Les généraux ont déclaré l’état d’urgence, dissout le conseil de souveraineté et le gouvernement, arrêté la plupart de leurs membres ainsi que des dizaines de journalistes, pris le contrôle des médias et coupé internet. Pour parfaire le tableau, ils ont annoncé la dissolution des associations professionnelles, pensant ainsi éliminer toutes les structures du mouvement civil, et déployé les forces dites de "soutien rapide" - une milice aux ordres du général Hamdan, adjoint du général Bourhan - et d’autres groupes paramilitaires dans la capitale et les grandes villes.
Sur le plan intérieur, les généraux bénéficient du soutien des fouloul, survivances de l’ancien régime, et s'appuient sur les unités paramilitaires. Néanmoins, ils n’ont pas l’appui de partis politiques. À l’extérieur, ils estiment pouvoir compter sur quelques dirigeants clé du monde arabe, notamment le prince héritier Mohammed ben Salmane d’Arabie saoudite et le Sheikh Mohammed ben Zayed des Émirats arabes unis. Le Président Poutine continue également de courtiser les militaires soudanais qui s’efforcent de concilier les appétits des uns et des autres. Le refus de la Russie de condamner le coup d’État a ainsi motivé une formulation très prudente de la résolution votée par le Conseil de sécurité au lendemain de la prise du pouvoir par les généraux.
Les civils ont tout pour réussir
Combien de pays sont soumis au pouvoir de militaires sous prétexte que l’alternative civile n’est pas crédible ? Au Soudan, ce n’est pourtant plus le cas : cette fois, les militaires n’ont plus en face d’eux de simples activistes meneurs de manifestations, mais bien un camp organisé. Une coalition d’associations professionnelles et de la société civile, dont un puissant mouvement féministe et des comités populaires de quartiers, leur tiennent tête. Plus que les partis politiques, cette coalition sert d’appui aux dirigeants civils. Les syndicats et associations professionnelles sont plus actifs que jamais, et l’ordre de désobéissance civile qu’ils ont lancé continue d’être suivi avec une grève générale qui paralyse le pays. Outre son ancrage populaire, la coalition peut surtout compter sur l’appui d’une bonne partie de l’armée régulière, qui voit son autorité défiée par les milices. Enfin, les institutions civiles jouissent d’une forte légitimité internationale. Depuis la création du conseil de souveraineté, les pays occidentaux mettent tout en œuvre pour renforcer le pouvoir des civils en son sein. Ainsi, la suppression du Soudan de la liste des pays soutenant le terrorisme par les États-Unis devait contribuer à renforcer les moyens du gouvernement Hamdok pour exercer son contrôle sur les activités économiques des généraux.
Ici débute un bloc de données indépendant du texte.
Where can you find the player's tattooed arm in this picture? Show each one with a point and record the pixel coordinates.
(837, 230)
Que peut faire la communauté internationale ?
Pour soulager les finances du pays, la France avait organisé une conférence spéciale au printemps 2021 au cours de laquelle les pays riches avaient accordé au Soudan diverses facilités pour aider le pays à rembourser sa dette de plus de 50 milliards d’euros. Il reste que ces aides étaient conditionnées par un plan de redressement dont le coût social s’est avéré insupportable et a enflammé la colère populaire.
À la veille du coup d'État, l’envoyé spécial américain avait clairement mis en garde les militaires que des millions de dollars d’aide seraient bloqués s’ils tentaient de prendre le pouvoir par la force. Le général Bourhan est passé outre ces avertissements, et les condamnations internationales ne se sont pas faites attendre. Les États-Unis, l’Union européenne, la Banque mondiale et le Fonds Monétaire International ont suspendu les aides promises au pays, et l’Union africaine a suspendu la représentation du Soudan en son sein.